Say you have a collection of a few million (origins, destinations) unique pairs/2 column table like (address, zip) for example. Note that an address and a zip can show up multiple times in their respective columns. In other words, same origin can have multiple destinations and same destination can have multiple origins - a many to many relation.

Google restricts requests to a maximum of 25 origins or 25 destinations per request and at most 100 elements (origins times destinations) per request. I know I can organize my data in groups of 25 and not bother, but I want to take advantage of the 100 elements (rows) per request so that I can minimize the number of requests I have to make by at least four times (I guess...).

I know this can be optimized but cannot figure it out.

Clarification: (Thank you "hardmath" for taking the time to consider my problem) A bipartite graph with millions of connections is an accurate representation of my problem - Wikipedia.
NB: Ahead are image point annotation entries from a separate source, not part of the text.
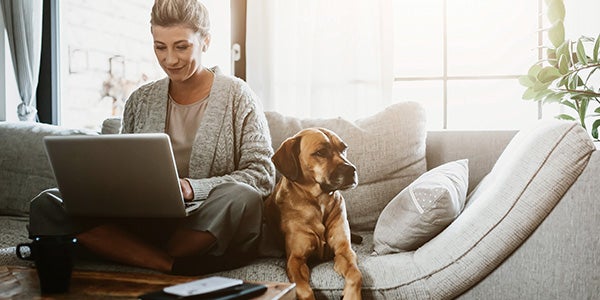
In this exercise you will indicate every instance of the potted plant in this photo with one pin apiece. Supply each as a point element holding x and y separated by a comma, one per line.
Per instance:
<point>568,74</point>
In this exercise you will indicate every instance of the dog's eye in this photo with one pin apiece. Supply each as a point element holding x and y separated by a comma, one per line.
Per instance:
<point>321,153</point>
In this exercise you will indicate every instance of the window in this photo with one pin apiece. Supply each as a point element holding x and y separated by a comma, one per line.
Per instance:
<point>461,60</point>
<point>106,53</point>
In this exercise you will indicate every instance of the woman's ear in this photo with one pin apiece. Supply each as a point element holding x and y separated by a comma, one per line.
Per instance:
<point>206,43</point>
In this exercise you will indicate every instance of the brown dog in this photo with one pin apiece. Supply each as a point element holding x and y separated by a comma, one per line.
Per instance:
<point>307,210</point>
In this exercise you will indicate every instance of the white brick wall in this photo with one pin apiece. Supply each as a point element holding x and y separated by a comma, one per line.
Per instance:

Now imagine you have to store/represent the graph in a table as pairs (u,v) with u in column U and v in column V. For example a $u_{930}$ mapping to $v_{3021}$, $v_{23}$, $v_{12345}$ would sit in that table as three rows: (930,3021), (930,23) and (930,12345) It can be thought as a finite subset UxV $\subset$ $\mathbb N$x$\mathbb N$ (natural numbers). It doesn't matter weather U and V sets are disjoint or not but the u-s and the v-s can repeat multiple times in their respective columns. Now think that you have to make draws of up to 100 records (in any order) until you exhaust the table. You are not allowed to have more than 25 distinct u-s or v-s in one draw. It doesn't matter if some u-s equal some v-s. The "25" restriction applies within "source" and "destination" - not within "source" $\cup$ "destination".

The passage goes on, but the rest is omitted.